Quality of life after the completion of treatment
At the end of primary breast cancer treatment, whether this is at the conclusion of six weeks of radiation therapy or after 4–6 months of adjuvant chemotherapy, most women experience a mixture of elation, fear, and uncertainty.48 Although they have mastered the many aspects of their treatment regimen, they have little preparation and information to guide them in their recovery from treatment. The post-treatment transitional period is a time of considerable psychosocial distress. The paradoxical increase in anxiety has been observed at the end of both radiation and systemic chemotherapy.49 Nevertheless, many women find positive meaning and describe posttraumatic growth from the cancer experience.25 Nevertheless, fear of recurrence is frequently a dominant emotion that is difficult to control, especially before or during follow-up visits.

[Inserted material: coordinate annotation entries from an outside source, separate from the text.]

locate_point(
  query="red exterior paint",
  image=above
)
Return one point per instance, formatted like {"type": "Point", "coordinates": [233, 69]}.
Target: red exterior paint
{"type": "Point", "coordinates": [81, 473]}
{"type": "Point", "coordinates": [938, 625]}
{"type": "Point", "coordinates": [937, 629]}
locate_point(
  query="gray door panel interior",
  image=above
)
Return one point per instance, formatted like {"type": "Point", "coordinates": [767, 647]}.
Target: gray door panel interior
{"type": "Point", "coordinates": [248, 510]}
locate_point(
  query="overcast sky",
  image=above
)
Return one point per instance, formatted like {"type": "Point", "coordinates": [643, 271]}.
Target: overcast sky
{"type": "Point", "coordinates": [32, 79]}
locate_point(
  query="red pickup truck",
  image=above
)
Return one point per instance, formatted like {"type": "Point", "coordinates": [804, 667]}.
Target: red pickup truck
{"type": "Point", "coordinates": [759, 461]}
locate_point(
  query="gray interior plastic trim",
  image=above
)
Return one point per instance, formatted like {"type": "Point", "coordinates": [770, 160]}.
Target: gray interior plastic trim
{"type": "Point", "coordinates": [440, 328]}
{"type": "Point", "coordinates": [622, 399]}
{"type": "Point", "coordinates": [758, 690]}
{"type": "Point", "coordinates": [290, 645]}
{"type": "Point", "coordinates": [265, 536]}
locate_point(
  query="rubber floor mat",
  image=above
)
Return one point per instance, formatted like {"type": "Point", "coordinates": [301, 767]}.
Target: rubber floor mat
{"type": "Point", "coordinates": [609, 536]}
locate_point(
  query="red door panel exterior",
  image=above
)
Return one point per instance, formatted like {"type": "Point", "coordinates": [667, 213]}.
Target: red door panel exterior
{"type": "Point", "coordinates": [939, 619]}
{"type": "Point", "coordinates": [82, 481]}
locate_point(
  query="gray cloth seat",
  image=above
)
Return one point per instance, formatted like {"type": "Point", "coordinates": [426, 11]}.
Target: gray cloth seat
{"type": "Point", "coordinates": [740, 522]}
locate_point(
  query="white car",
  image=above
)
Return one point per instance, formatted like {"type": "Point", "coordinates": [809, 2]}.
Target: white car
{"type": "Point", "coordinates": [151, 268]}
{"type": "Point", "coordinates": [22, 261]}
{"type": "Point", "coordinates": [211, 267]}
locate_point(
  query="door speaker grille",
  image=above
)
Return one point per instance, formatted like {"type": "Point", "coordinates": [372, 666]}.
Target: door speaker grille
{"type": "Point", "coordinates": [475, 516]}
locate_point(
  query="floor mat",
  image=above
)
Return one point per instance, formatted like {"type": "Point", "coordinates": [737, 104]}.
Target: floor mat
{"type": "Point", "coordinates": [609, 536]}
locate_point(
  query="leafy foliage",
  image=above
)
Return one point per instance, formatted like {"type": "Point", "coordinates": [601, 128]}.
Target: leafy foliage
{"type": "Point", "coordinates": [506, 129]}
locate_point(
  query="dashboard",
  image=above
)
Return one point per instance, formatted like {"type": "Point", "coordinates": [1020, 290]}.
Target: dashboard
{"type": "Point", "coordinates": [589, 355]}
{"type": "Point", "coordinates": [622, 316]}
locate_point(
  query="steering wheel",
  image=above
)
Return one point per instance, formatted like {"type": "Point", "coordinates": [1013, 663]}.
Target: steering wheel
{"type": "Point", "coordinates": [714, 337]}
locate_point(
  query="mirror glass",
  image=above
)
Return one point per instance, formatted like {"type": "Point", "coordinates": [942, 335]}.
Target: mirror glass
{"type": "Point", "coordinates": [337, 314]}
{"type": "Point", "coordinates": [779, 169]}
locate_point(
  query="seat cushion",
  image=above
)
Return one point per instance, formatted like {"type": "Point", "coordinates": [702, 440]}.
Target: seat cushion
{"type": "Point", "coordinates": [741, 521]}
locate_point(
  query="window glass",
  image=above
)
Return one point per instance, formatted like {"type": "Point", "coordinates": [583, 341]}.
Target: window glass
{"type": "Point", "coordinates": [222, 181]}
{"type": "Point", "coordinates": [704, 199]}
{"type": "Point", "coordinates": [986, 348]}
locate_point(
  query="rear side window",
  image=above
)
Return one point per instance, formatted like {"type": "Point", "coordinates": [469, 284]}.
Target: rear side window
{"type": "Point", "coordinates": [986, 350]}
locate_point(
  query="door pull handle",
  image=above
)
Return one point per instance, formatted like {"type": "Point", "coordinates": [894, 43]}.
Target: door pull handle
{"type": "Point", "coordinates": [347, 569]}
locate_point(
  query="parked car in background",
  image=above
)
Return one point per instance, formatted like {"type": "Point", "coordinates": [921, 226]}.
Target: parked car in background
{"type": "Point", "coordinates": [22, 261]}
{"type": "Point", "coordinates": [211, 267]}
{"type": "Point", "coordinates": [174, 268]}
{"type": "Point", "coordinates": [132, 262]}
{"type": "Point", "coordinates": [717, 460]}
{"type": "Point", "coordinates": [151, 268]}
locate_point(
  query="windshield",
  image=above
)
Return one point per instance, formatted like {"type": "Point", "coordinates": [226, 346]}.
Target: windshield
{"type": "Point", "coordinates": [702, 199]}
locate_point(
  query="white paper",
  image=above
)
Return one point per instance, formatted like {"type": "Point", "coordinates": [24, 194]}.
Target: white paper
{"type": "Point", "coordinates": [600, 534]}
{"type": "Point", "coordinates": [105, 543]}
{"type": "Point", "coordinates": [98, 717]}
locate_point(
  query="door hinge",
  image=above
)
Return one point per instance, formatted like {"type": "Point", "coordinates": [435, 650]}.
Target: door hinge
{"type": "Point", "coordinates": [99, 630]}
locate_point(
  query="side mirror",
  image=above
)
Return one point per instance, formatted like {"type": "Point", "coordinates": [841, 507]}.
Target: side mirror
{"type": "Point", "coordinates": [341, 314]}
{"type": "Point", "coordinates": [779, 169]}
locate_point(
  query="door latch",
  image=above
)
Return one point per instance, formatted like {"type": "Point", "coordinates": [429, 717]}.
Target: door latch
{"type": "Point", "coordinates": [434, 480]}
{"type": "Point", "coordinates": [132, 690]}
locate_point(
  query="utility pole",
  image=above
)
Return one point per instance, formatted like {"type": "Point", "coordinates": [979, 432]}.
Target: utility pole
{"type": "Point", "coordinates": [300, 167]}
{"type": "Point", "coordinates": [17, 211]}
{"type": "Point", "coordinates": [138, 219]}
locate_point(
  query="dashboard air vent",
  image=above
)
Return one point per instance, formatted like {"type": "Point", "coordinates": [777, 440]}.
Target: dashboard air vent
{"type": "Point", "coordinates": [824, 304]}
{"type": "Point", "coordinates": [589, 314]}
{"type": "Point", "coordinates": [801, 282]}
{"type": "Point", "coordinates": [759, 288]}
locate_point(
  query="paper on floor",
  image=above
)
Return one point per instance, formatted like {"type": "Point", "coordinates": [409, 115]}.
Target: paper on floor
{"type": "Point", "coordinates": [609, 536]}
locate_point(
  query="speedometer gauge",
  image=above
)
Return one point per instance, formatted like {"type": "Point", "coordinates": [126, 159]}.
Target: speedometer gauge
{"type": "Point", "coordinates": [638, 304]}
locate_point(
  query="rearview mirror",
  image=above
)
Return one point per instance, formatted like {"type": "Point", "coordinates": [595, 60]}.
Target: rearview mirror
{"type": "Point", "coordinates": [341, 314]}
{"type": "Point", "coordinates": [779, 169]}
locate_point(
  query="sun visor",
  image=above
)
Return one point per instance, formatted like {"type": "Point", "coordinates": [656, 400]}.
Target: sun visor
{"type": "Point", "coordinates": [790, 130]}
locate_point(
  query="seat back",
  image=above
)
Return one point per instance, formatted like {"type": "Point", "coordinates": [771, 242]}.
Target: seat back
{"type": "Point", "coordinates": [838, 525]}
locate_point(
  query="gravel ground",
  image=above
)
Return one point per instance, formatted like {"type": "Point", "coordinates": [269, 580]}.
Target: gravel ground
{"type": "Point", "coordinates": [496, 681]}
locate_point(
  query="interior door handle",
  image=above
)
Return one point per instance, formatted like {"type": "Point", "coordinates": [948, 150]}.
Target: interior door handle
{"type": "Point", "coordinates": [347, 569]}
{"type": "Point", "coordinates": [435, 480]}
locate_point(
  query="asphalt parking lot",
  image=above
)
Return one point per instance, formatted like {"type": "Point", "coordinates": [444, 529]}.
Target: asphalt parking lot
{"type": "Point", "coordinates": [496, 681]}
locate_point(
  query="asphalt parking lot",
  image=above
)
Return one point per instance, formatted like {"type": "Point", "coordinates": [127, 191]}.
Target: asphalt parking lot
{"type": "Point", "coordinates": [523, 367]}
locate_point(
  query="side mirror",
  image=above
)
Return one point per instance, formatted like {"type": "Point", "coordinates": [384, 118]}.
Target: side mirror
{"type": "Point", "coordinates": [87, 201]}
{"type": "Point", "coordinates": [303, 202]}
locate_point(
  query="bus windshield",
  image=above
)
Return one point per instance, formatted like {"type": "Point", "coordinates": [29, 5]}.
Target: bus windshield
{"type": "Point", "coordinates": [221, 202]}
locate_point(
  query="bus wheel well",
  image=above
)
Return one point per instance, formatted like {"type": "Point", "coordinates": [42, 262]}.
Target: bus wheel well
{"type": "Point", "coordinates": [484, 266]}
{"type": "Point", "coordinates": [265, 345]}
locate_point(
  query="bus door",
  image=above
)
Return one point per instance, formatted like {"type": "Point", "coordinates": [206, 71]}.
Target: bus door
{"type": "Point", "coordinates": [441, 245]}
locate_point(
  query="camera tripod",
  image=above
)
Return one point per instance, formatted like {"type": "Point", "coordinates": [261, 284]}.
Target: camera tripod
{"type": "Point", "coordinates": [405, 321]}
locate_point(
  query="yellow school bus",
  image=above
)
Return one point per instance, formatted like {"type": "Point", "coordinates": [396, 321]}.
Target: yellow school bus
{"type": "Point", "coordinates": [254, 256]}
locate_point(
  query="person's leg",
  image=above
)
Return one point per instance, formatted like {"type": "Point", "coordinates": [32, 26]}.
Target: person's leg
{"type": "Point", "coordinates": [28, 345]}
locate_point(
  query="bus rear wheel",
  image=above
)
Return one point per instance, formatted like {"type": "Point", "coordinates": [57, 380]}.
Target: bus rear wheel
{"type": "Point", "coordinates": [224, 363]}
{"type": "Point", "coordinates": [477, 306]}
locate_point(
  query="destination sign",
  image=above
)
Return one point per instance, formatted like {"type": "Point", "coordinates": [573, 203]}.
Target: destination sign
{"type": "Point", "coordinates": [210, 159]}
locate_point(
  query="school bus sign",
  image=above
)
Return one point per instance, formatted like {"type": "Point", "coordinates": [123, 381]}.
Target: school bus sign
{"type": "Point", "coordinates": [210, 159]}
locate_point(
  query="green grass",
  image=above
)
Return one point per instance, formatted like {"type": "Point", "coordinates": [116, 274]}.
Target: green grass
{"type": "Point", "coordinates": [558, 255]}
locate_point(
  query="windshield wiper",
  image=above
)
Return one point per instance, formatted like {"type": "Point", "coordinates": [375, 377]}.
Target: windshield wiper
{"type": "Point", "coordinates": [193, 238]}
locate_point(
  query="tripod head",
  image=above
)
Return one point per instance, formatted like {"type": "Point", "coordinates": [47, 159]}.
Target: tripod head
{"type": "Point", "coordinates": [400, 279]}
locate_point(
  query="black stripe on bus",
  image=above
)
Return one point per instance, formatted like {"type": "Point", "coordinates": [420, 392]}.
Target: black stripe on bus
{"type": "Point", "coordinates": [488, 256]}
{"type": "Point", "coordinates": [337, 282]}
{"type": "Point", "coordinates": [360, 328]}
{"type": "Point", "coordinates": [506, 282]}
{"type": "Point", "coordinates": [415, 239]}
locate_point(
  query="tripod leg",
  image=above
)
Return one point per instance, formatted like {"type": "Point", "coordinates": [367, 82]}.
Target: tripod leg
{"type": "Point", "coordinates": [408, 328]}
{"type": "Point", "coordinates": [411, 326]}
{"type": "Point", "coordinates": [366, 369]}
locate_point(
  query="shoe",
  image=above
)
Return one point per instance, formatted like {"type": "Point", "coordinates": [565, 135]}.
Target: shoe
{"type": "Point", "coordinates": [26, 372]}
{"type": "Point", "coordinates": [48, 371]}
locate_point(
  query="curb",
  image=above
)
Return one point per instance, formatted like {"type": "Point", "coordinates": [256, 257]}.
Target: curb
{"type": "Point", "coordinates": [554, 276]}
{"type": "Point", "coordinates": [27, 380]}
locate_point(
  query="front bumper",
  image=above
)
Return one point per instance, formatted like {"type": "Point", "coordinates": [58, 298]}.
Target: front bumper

There has been growing interest in the late effects of breast cancer treatment and the quality of life of long-term survivors beyond the acute phase of treatment. Several published studies have compared breast cancer survivors to healthy, age-matched populations of women and have found few differences in their long-term physical or emotional well being.50,51 A recent study of long-term adjustment of women 20 years after treatment in a large multicenter clinical trial found cancer worries to be negligible; however, 18% of women had posttraumatic stress symptoms, and many reported lymphedema (27%) and numbness (20%) as persistent problems.52 There is some evidence that women who receive adjuvant therapy may have more physical disruption than those who receive no further therapy, and that women who receive chemotherapy may have more sexual dysfunction, and possibly more cognitive dysfunction, than survivors who did not receive similar therapy.53–57 With the growing number of breast cancer survivors, as well as increased research funding targeting this population, new evidence will emerge regarding these cognitive and psychosocial concerns.58
The need for psychosocial intervention amongst cancer patients cannot be understated. The goals of planning a psychosocial intervention in the Greek breast cancer context would be to support the patients' ability to cope with the stress of treatment, helping them to tolerate short-term loss for long-term gain, and to assist in symptom management.59–61 However, owing to increased patient burden, in-depth psychological intervention to each patient may not be feasible, and some sort of mechanism to cater for to psychosocial problems needs to be identified. Recognizing the subset of women at risk is one such way forward, followed by targeted intervention, such as patient education and counselling.